Cruzando la calle, aquella noche oscura como el recuerdo de tus ojos tristes, iba caminando a casa tras un día agitado, un duro día de aquel año terrible. Desmigajado por la pena, me sorprendió tu llamada y no supe no responder.
Querías verme, dijiste, querías verme.
Tanto ha pasado ya, tan largo semeja ser el camino transitado, que no supe qué decir. La garganta hecha un nudo, los puños agarrotados, y los pies ligeros en la huida. Quizás sea peligroso resbalar por esa ladera de mármol salpicada de recuerdos tenebrosos, retroceder tras tanto paso dado adelante. ¿Volver a caer en un agujero del que cuesta tanto salir? De hecho, ¿acaso es posible salir?
- Cariño, necesito verte, hace tanto ya…
- No lo necesitas, sólo quieres curar tu herida, sentir que no estás sola. No me utilices como un pañuelo, hoy no es mi día, y todo apunta a que mañana tampoco lo será.
- No es cierto, quiero verte. Te echo tanto de menos… ¿Puedes oírlo? Están tocando nuestra canción.

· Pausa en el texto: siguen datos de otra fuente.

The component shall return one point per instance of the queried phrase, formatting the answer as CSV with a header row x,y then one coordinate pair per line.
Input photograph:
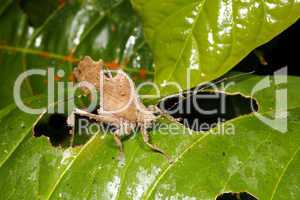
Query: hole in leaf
x,y
236,196
206,110
54,126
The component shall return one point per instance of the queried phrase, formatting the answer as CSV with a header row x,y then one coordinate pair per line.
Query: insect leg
x,y
156,109
117,138
71,124
98,117
152,146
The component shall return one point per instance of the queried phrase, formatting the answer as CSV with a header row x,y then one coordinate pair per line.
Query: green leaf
x,y
107,30
208,37
256,159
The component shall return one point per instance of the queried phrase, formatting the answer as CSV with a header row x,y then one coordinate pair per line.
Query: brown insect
x,y
120,105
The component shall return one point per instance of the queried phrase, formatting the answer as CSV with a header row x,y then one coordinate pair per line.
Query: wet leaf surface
x,y
208,37
256,159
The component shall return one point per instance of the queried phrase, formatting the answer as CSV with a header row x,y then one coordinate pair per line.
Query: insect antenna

- Puedo oírla. Claro que puedo oírla. La escucho cada mañana al levantarme. Es lo último que escucho antes de dormirme.
Entre el estruendo de ladridos que me gritaban tu ausencia, me pregunté cuál sería el sentido de tu llamada. Tú me insististe, esperabas de mí que me entregase, que fuese a por ti. ¿Por qué?
- No sé qué esperas de mí, si voy no puedo ser tu amigo. Sabes que no lo puedo ser, ya te lo dije. Y si sólo puedo ser tu amigo, prefiero olvidarte.
- No me importa, necesito verte, déjame verte ahora. Por favor.
Al llegar el bar estaba vacío. Entre columnas de humo, tan sólo unas pocas sombras resistían el olor a azufre de la noche agonizante delante de la barra. Allí estabas tú, con tus ojos revoltosos, tu sonrisa pícara y tus aires de Marquesa de Baeza. Nos miramos, nos acercamos, el bar quedó desierto y se templaron las luces.
- ¿Ya no tienes miedo de verme? – Pregunté.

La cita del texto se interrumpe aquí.